In conversations with more than a dozen aides, allies and advisers, they described a campaign that remains resolved to march ahead, taking cues from their boss, who popped up after being injured in the rally shooting to thrust a fist in the air and yell, “Fight.”
“Everyone’s just feeling very grateful and very relieved that, whether it’s divine intervention or luck, or whatever it is, just super grateful,” one senior adviser said. “I mean, it could have turned out really, really bad.”
A person close to Trump said the family is feeling “spiritual, in a way” as they take stock of nearly losing their patriarch. In a Sunday Instagram, Eric Trump shared a picture of his mother and Trump’s ex-wife Ivana shaking hands with Ronald Reagan, who had also survived an assassination attempt while president in 1981.

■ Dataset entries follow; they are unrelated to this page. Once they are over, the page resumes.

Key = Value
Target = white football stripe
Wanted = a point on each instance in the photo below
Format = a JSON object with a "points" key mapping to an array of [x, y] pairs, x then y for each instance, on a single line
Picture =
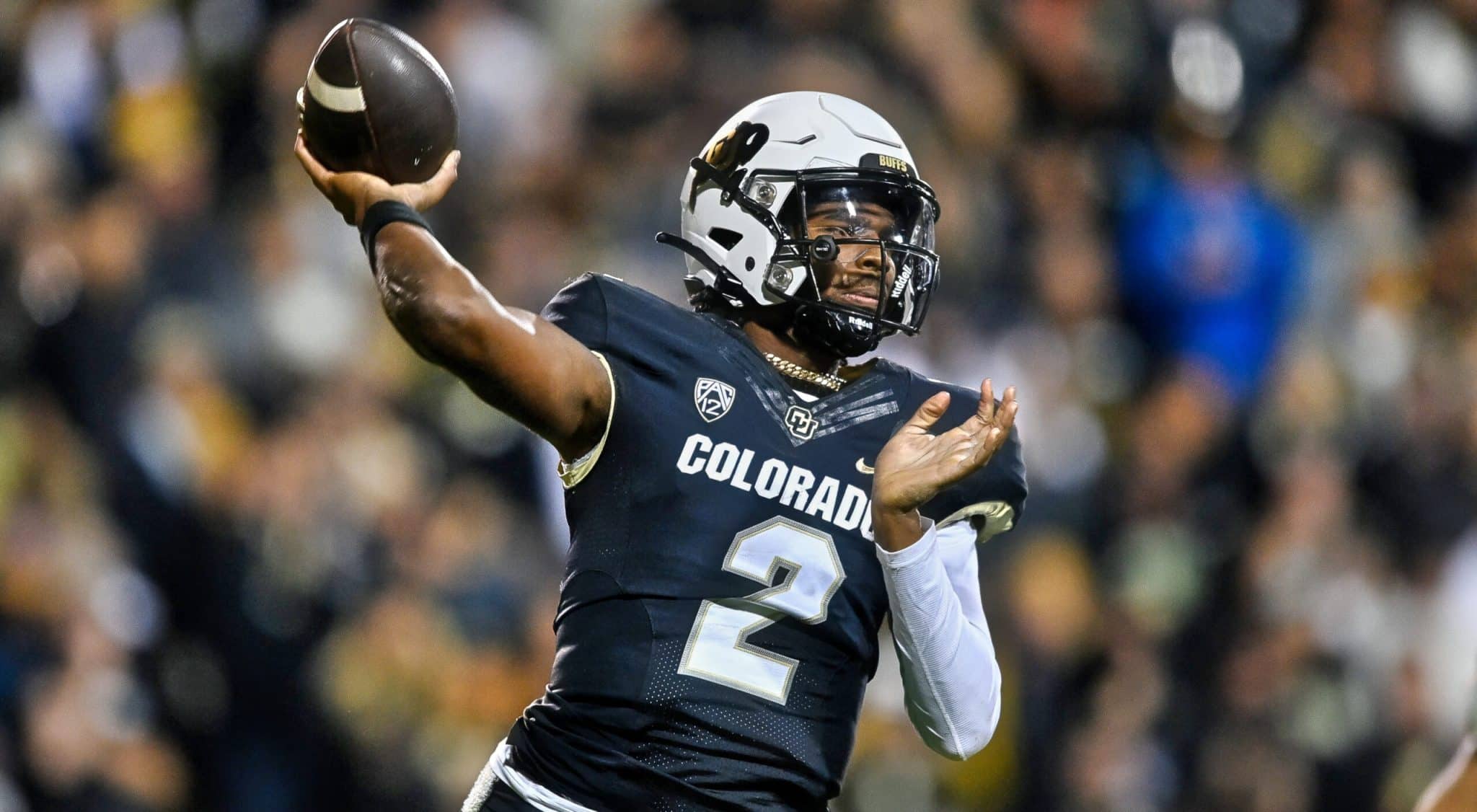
{"points": [[332, 97]]}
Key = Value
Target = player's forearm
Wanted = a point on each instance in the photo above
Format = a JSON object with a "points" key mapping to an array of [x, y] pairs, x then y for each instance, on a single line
{"points": [[514, 361], [950, 675], [896, 530], [424, 291]]}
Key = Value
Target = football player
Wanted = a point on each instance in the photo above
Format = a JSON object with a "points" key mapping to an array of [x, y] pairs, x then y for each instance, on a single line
{"points": [[745, 507]]}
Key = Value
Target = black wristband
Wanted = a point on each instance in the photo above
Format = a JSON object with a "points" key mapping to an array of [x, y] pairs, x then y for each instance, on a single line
{"points": [[380, 216]]}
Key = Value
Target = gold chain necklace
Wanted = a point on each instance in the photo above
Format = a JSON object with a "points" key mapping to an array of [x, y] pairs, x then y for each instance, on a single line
{"points": [[792, 369]]}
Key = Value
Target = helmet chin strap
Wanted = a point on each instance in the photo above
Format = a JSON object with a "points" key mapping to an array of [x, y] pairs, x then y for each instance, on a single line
{"points": [[832, 331]]}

“Two years ago today, we lost this incredible woman!” Eric Trump wrote. “I have no doubt she was watching down on my father last night – it was nothing short of divine intervention…”
Some of Trump’s children have made similar remarks in private tying the anniversary of their mother’s death to Trump avoiding disaster, the person said.
Saturday was not the first time Trump averted disaster since entering presidential politics a decade ago. In 2016, Secret Service agents sprinted to surround then-candidate Trump when a protester rushed the stage. At the end of that campaign, Trump was again whisked away by his secret service detail when authorities suspected someone in his audience was armed.
In his final year as president, Trump also battled a Covid-19 case that marked the most serious known health threat to a sitting American president in decades. Then, a visibly diminished Trump nevertheless defiantly said upon leaving Walter Reed National Military Medical Center, “Don’t be afraid of Covid. Don’t let it dominate your life,” even as he struggled to recover from a virus had killed tens of thousands of Americans, including his friend, Herman Cain.
None of those run-ins with disaster, though, elicited quite a response like the one from Trump in the past 48 hours.
CNN’s Alejandra Jaramillo and Kimberly Berryman contributed to this report.